スマホ版の夕刊フジforAndroidは2011年7月29日よりサービス開始
詳細は「産経電子版#利用法」および「産経新聞西部本部#販売」
なお、スマホ向け専用アプリ(『夕刊フジforAndroid』『産経新聞HD』)から購読した場合は、パソコンでの閲覧は出来ない。パソコンでも閲覧したい場合は、産経電子版を契約し、産経電子版専用のアプリを使う必要がある。
印刷工程
夕刊フジは、東京本社版は原則として産経新聞印刷江東センター(東京都江東区)、大阪本社版は産経新聞印刷大淀センター(大阪市北区)で印刷しているが、東京都心で販売される分の一部のみ、東京都千代田区大手町の産経新聞東京本社隣にある読売新聞東京本社地下の工場で印刷していた。これはできる限り締切を遅らせることによって、東京証券取引所の終値などの記事の掲載を可能にするための措置であった。読売新聞ビルへの建て替えに伴い印刷工場が閉鎖されたため、2010年(平成22年)8月でこの措置は終了した。

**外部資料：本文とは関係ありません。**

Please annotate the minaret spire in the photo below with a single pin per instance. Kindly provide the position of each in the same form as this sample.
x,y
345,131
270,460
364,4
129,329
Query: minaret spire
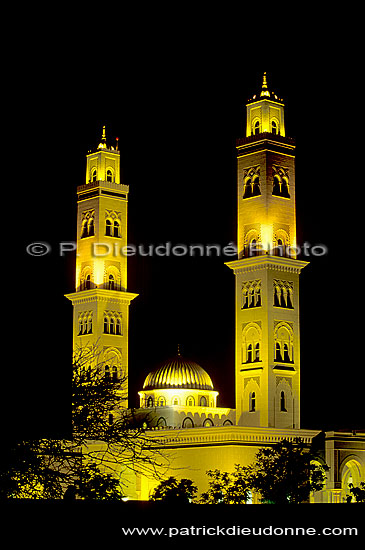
x,y
264,90
102,144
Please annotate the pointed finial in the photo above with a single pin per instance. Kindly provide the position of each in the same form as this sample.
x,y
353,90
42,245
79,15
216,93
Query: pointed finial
x,y
264,90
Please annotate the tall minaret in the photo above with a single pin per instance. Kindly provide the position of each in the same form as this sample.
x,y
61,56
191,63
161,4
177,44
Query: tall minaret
x,y
101,301
267,370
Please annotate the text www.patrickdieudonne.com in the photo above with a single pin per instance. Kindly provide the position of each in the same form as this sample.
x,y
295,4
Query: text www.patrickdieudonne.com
x,y
236,530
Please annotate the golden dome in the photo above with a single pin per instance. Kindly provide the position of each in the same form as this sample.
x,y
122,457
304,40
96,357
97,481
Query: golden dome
x,y
178,373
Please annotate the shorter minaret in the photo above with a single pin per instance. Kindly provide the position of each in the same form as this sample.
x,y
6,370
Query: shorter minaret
x,y
101,301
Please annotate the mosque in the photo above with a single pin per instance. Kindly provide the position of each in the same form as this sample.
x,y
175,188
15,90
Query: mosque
x,y
195,433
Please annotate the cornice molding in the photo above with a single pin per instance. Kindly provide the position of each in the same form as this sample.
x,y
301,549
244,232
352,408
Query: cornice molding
x,y
101,295
257,263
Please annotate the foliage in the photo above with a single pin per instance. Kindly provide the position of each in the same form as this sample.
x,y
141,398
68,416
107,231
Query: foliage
x,y
106,438
225,488
29,469
171,490
286,473
99,414
93,484
358,492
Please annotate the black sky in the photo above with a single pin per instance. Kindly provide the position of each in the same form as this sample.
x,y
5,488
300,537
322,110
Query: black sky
x,y
177,112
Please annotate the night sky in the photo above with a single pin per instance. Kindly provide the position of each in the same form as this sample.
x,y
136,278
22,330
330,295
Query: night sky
x,y
177,115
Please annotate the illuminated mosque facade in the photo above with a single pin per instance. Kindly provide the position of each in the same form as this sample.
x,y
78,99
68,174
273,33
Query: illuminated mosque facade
x,y
196,434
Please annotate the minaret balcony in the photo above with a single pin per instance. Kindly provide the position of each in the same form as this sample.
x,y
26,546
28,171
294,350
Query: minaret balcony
x,y
99,185
265,136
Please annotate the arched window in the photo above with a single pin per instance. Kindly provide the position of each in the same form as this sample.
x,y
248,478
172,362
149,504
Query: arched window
x,y
258,296
253,249
106,325
251,297
286,358
187,422
279,248
280,182
116,229
282,402
91,228
249,353
208,423
251,343
111,283
251,182
108,228
84,229
278,356
252,404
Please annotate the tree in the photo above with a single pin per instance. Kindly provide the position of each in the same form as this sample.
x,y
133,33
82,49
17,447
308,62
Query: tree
x,y
286,473
173,491
225,488
106,438
99,414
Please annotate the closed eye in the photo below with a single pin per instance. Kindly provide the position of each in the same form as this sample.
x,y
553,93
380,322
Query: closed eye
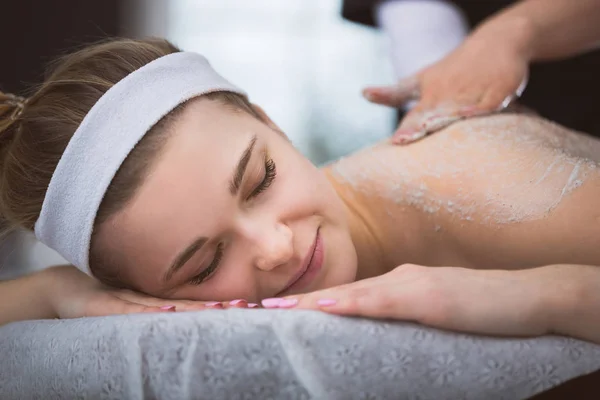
x,y
207,272
270,174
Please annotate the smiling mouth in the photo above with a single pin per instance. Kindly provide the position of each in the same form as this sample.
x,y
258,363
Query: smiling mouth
x,y
308,265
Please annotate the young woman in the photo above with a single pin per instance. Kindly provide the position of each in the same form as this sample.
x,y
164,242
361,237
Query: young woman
x,y
489,226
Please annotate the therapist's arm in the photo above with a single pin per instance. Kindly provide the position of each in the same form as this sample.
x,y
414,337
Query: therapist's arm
x,y
549,29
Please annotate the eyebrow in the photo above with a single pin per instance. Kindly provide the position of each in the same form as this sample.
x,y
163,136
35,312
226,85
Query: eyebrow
x,y
238,175
234,187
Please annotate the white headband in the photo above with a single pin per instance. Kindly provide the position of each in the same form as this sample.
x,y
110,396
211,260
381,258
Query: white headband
x,y
107,134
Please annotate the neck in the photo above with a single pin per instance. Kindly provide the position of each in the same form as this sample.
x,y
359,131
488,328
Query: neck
x,y
370,252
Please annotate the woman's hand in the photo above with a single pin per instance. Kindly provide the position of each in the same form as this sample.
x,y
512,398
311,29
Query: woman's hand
x,y
477,301
73,294
481,76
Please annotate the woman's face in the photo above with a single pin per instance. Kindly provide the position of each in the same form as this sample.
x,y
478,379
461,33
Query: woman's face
x,y
231,210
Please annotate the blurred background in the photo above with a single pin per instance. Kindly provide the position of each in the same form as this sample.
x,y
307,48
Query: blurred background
x,y
298,59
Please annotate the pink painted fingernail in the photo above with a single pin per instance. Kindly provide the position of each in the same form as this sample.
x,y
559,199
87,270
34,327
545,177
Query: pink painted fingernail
x,y
326,302
468,108
271,302
288,303
404,132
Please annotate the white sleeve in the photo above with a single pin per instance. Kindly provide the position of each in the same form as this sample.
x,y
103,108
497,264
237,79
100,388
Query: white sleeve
x,y
420,32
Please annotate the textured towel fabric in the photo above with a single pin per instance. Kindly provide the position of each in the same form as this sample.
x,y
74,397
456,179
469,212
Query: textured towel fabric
x,y
107,134
275,354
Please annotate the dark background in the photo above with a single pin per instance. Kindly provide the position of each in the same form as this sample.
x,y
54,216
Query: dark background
x,y
34,32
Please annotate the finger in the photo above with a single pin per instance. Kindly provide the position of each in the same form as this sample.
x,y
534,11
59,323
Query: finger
x,y
182,305
409,131
496,100
238,303
394,95
115,306
309,300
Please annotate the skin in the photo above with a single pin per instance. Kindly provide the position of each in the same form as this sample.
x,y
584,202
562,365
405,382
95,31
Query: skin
x,y
265,238
187,195
492,62
514,254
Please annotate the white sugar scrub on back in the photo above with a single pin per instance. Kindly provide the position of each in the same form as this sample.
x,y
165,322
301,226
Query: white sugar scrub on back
x,y
499,169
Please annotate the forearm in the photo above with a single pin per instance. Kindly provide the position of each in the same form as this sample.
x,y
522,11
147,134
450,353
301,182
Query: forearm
x,y
546,29
571,300
25,298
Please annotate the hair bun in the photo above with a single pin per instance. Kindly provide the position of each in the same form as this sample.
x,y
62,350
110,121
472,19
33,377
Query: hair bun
x,y
11,108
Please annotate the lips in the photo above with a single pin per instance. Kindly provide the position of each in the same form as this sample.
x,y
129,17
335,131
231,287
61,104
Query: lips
x,y
310,267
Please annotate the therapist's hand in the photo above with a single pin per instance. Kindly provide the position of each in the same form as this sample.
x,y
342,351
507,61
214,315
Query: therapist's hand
x,y
73,294
475,79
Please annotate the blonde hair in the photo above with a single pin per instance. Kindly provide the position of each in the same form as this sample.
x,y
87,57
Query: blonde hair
x,y
35,131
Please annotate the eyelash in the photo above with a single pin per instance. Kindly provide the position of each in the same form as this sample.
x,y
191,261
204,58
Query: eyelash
x,y
270,174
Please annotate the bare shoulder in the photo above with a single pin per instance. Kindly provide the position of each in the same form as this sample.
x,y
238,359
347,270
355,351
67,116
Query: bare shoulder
x,y
497,180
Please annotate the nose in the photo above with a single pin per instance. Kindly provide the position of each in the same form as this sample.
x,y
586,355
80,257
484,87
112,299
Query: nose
x,y
274,247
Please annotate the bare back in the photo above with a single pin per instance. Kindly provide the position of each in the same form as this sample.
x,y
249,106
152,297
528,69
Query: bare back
x,y
503,191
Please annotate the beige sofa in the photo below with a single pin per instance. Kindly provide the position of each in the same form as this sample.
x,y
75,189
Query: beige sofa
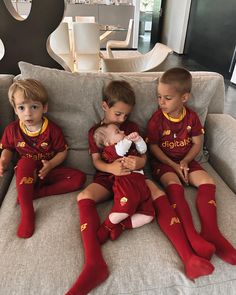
x,y
141,261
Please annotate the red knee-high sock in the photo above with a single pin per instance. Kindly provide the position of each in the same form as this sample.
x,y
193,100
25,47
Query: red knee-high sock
x,y
95,269
169,222
25,189
176,196
60,181
206,206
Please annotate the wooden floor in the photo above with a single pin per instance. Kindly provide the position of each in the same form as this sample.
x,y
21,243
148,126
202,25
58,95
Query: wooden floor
x,y
174,60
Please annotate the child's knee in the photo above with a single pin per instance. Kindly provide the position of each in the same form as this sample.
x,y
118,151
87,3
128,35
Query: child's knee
x,y
84,194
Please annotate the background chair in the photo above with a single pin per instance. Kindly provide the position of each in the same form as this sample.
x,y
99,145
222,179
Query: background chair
x,y
119,44
60,46
141,63
86,46
85,19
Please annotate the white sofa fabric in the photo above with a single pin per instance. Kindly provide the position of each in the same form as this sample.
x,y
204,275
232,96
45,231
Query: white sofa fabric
x,y
142,261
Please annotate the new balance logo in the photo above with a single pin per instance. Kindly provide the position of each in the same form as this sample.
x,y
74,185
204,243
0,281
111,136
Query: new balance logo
x,y
174,220
83,226
212,202
27,180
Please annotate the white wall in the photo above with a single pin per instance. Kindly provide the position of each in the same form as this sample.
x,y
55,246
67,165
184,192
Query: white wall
x,y
175,24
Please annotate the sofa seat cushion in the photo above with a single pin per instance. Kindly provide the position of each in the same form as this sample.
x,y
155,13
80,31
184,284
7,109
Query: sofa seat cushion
x,y
141,261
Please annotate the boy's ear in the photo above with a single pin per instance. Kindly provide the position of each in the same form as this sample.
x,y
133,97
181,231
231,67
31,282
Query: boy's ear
x,y
185,97
105,106
45,108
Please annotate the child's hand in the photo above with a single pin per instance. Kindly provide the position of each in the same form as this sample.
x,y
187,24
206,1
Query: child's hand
x,y
134,136
2,167
45,169
118,168
134,163
185,170
180,172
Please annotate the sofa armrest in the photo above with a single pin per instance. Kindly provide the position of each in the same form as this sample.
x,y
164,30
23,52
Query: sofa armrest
x,y
5,182
220,141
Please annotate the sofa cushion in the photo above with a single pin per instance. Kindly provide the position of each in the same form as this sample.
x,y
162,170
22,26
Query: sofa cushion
x,y
75,102
141,262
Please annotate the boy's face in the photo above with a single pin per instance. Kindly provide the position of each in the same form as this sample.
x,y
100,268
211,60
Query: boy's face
x,y
114,134
30,112
170,100
116,114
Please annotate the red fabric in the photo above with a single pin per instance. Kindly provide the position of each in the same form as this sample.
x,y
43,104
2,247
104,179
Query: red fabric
x,y
95,270
207,209
194,265
161,131
160,169
176,196
25,187
41,147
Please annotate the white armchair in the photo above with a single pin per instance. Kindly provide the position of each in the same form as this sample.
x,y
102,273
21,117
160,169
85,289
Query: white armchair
x,y
141,63
118,43
86,46
60,47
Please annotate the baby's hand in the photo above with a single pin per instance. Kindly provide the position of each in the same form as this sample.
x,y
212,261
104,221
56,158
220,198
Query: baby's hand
x,y
2,167
134,136
45,169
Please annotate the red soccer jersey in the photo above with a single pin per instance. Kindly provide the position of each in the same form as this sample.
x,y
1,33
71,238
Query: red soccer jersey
x,y
174,137
127,127
44,146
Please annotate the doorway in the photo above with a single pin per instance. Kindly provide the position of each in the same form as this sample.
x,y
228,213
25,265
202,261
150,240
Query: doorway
x,y
150,23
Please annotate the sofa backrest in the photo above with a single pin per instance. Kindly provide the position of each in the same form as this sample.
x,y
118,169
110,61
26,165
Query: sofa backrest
x,y
75,101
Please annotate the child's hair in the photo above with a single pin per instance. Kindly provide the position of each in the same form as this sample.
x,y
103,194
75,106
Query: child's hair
x,y
118,90
100,135
179,78
32,89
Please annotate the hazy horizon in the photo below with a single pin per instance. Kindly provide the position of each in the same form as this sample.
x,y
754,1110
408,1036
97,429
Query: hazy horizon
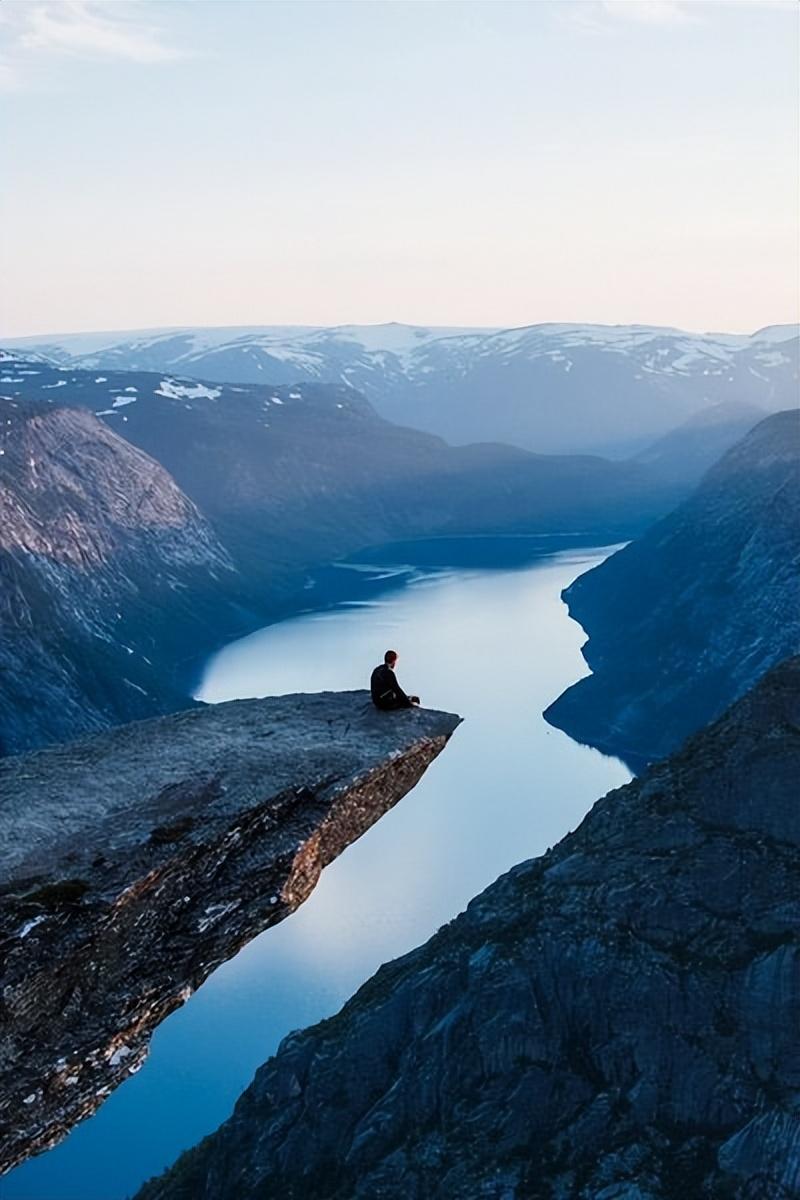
x,y
17,339
471,165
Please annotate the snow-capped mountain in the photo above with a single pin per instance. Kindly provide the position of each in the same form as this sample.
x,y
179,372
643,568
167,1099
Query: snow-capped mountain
x,y
552,388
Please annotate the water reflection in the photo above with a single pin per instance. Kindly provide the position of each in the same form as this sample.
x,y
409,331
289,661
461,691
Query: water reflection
x,y
492,645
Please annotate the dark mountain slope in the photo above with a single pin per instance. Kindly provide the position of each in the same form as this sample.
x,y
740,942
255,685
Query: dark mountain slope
x,y
553,388
108,575
685,619
137,861
617,1019
293,474
687,451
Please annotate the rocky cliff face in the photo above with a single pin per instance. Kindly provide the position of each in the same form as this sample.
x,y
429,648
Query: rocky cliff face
x,y
686,618
293,474
136,862
553,388
108,576
617,1020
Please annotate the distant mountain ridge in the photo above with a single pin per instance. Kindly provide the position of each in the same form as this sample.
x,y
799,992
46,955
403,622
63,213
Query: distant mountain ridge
x,y
615,1020
108,612
551,388
108,576
685,618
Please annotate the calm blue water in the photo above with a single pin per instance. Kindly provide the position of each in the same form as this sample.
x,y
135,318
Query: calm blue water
x,y
494,645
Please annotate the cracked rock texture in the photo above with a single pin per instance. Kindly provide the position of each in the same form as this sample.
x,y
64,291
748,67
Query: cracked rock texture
x,y
686,618
137,861
617,1020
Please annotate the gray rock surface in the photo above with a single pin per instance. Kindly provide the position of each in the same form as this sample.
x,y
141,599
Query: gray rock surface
x,y
687,617
617,1020
108,576
136,862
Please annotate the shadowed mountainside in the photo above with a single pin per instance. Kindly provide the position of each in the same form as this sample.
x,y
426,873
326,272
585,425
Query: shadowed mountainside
x,y
615,1019
136,862
683,621
108,576
553,388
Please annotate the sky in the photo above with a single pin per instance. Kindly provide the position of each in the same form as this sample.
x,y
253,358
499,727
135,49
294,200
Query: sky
x,y
450,163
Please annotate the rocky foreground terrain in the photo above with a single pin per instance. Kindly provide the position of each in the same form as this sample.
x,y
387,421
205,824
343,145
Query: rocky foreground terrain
x,y
617,1020
136,862
687,617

「読売新聞ビル#初代大手町社屋」および「読売新聞東京本社#工場」
読売新聞グループへの委託が行われていた頃は、中央競馬の枠順確定や、東証の大引けに合わせて一日最大三版の体制が組まれていた。中央競馬の開催前日となる金曜日と土曜日は、午前10時以前に印刷され、木曜日の15時45分頃に発表された出走馬決定表を馬名のアイウエオ順に掲載した『A版』と、午前10時頃に発表された枠順・馬番号入りの確定出馬表を掲載する『B版』、そして東証の終値を掲載した『C版』という具合であった。このため競馬開催前日には、どうしても早刷り版を並べる必要がある東京都心のごく一部の駅売店を除いて、『A版』の流通を極力絞るようにしていた。なぜなら競馬は枠順・馬番号が決まらなければ、勝馬投票券を発売することができず、ファンも同様に予想を立てられなくなるためであり、過去には出走馬決定表をそのまま確定出馬として発売してしまった専門紙『ぐりぐり◎』が創刊からわずか3週間で廃刊に追い込まれた例もある。
詳細は「馬三郎#備考」および「アクセラ (企業)#事業展開」
2022年現在は、東京本社版でも中央競馬の枠順確定がない月曜日から木曜日までは「AC統合版」という一日一版体制、金曜日と土曜日は『A版』と『BC統合版』という一日二版体制で印刷。電子版は1日1回、日本時間17時に更新されるため、中央競馬の枠順発表に関係なく『D版』と呼ばれる一日一版体制である。競合紙の日刊ゲンダイや東京スポーツも同様の体制を取っている。
なお、産業経済新聞社では2009年(平成21年)10月1日付から『産経新聞 九州・山口特別版』を発刊しているが、夕刊フジ・サンケイスポーツなど産経本紙以外の発行媒体については九州版(山口・沖縄含む)の現地印刷・発行は行わない(後述)。
詳細は「産経新聞西部本部#産経新聞社発行の僚紙について」
価格
2008年10月2日号(10月1日発行)から、1部売りが120円から130円に、2014年4月2日号(4月1日発行)からは130円から140円に、2019年4月2日号(4月1日発行)からは140円から150円に、2022年1月5日号(1月4日発行)からは150円から160円に、2023年3月7日号(3月6日発行)からは160円から180円に値上げした。月極め購読料は、2023年4月の発行分より4,100円である。
ネット事業
1996年8月より公式ウェブサイト「ZAKZAK」を開設、日本におけるインターネット普及初期からネットでのニュース記事配信を行っている。夕刊フジの紙面からの転載だけでなく、ネット限定記事の配信も行っており、中には「ZAK THE QUEEN」や「アニメ☆声優」のような内容的に夕刊フジの紙面では見ることが希な記事も配信している。
また、2004年7月22日から2009年6月末にかけて、ファンコミュニケーションズと共同で、新聞社としては初のブログサイト「夕刊フジBLOG」を開設、コラム記事の掲載や個人ブログへの見出し配信、コメントやトラックバックで記事に対する批評や意見をうけつけるなど、様々な試みを行っていた。
2019年には、創刊50周年を記念して、夕刊フジの新音楽プロジェクト『夕刊フジミュージック』をスタートさせ、ザ・ゴールデン・カップス、BOWWOW、EARTHSHAKERなどのイベントをプロデュースし、YouTubeでもライブの模様を配信している。